For researchers hoping to dig into this motherlode of data, however, there is a significant obstacle. Many users have accounts on many different social networks and do not necessarily maintain consistency in terms of biography, demographic, data, and identity per se, across the different platforms. Specifically, data obtained from a Facebook or LinkedIn profile can reveal demographic information, such as age, gender, sexuality, relationship status and relatives, race, education, and occupation. Facebook updates and those on Twitter can reveal psychographic information, such as attitude towards a product, online behaviour, and politics.
New research published in the International Journal of Enterprise Network Management, demonstrates an accurate way in which user profiles across different online social networks can be matched. Once matched it is then possible to couple all the demographic information obtained from one platform with the behavioural information from another.

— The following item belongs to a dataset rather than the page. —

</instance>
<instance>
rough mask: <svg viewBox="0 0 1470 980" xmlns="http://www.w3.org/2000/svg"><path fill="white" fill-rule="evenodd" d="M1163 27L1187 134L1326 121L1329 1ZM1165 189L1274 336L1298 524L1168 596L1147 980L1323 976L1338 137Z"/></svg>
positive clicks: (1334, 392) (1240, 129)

One would hope that such information might then be anonymised for the purposes of legitimate research. However, there is always the spectre of nefarious uses being plausible once such data mining tools are available.
Nevertheless, Deepesh Kumar Srivastava of the Institute of Management Technology Dubai in UAE and Basav Roychoudhury Indian Institute of Management Shillong in Meghalaya, India, have demonstrated a way to match profiles on different platforms. Their approach relies on extracting user-generated content and user-shared updates across the different platforms and analyzing it to find the overlap where a user is active on multiple platforms. Their text mining techniques extract high-frequency words and words commonly used in the users’ updates on social media platforms. They have tested the current iteration of their approach on publicly available data sets and demonstrated 72.5 per cent accuracy in matching a user’s profiles on different platforms.
Such a level of accuracy would be useful when coupled with other techniques, such as basic name and location matching and other relatively mundane data mining approaches. Even as a baseline from which to improve the approach it offers an excellent starting point. Future work will home in on overlapping characteristics in user chronology at the timeline level to improve matching where a user might duplicate the sentiment or content of a post on more than one platform and so reveal a match.
Srivastava, D.K. and Roychoudhury, B. (2022) ‘Profile matching of online users across multiple social networks: a text mining approach’, Int. J. Enterprise Network Management, Vol. 13, No. 1, pp.19–36.